I had just got married, moved to a new city, started a new teaching job, and had just found out I was pregnant. Understandably, I was processing a lot of mental and physical changes. So, I brushed this random Riverdance sensation to the back of my mind. I assumed it would go away and sort itself out.
The brain scan
But, as the pregnancy progressed and I got bigger and bigger, I began to limp. However, once again, I attributed this to the pregnancy. I told myself that penguin waddling is a normal part of pregnancy because of the extra weight and stress your body is under. So, in my typical stubbornly stoic nature, I plodded and waddled on. Slowly, but surely.
Then, about 9 months after my daughter was born, and after much poking and prodding, it came to fruition that I was in fact not mad or delusional ... but that something had indeed physically malfunctioned in my brain circuitry.
The DaTscan confirmed the (oh so wise) neurologist’s suspicions that I had Parkinson’s disease, or as the hospital letter stated, "I had absent putamen in the left side of the brain and reduced putamen uptake on the right side of the brain."
I accept that I will never truly know whether my pregnancy and Parkinson’s diagnosis are linked. It was a decade ago and there is no firm scientific test that can prove that such a link exists.
But my gut instinct tells me that there is a connection between the two life events. Before I got pregnant, I was completely symptom-free. Then, crash, wallop, bang! As soon as I got pregnant, things started to go downhill. Fast.
I believe that pregnancy proved to be a catalyst for the onset of this Parkinson’s disease. Almost as if, the Parkinson’s disease lay dormant in my body ... waiting, biding its time ... waiting for the perfect storm to happen before it, voila! ... appeared. Now, admittedly this is purely speculative and anecdotal conjecture on my part.
Flick the switch
I believe that there is a high probability that I would have got Parkinson’s eventually, somewhere in the timeline of my life. That some life or body change or trauma would have caused it to rise to the surface. It just so happens that it was the pregnancy that flicked the Parkinson's switch, at the age of 28.

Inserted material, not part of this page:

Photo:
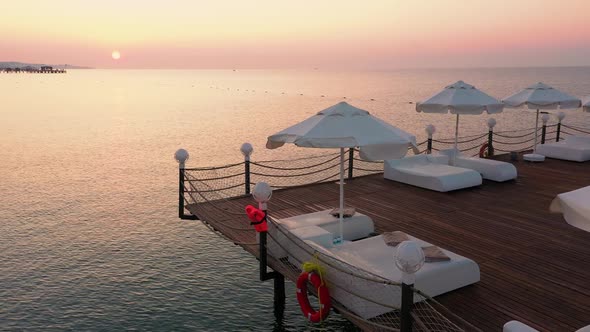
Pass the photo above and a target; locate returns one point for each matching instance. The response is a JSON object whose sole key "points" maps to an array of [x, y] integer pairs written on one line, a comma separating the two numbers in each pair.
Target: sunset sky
{"points": [[372, 34]]}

Maybe if I had gotten pregnant at age 32, then that would have been the first onset of Parkinson’s symptoms. Truthfully, I will never know. I do not have a time-traveling machine or crystal ball or any comparative magical device that allows me to control, manipulate, or revisit the past.
My own experience
But, in my mindless consumption of information on the (big bad) world wide web, I have stumbled upon a handful of women who also state that their Parkinson’s symptoms appeared around the same time that they were pregnant.
Admittedly, I have only read this a handful of times, but gives me reassurance that I am not alone. I am convinced that for some people pregnancy can flick the Parkinson's switch on ... but that is only my amateur, unscientific experience, backed by my own experience.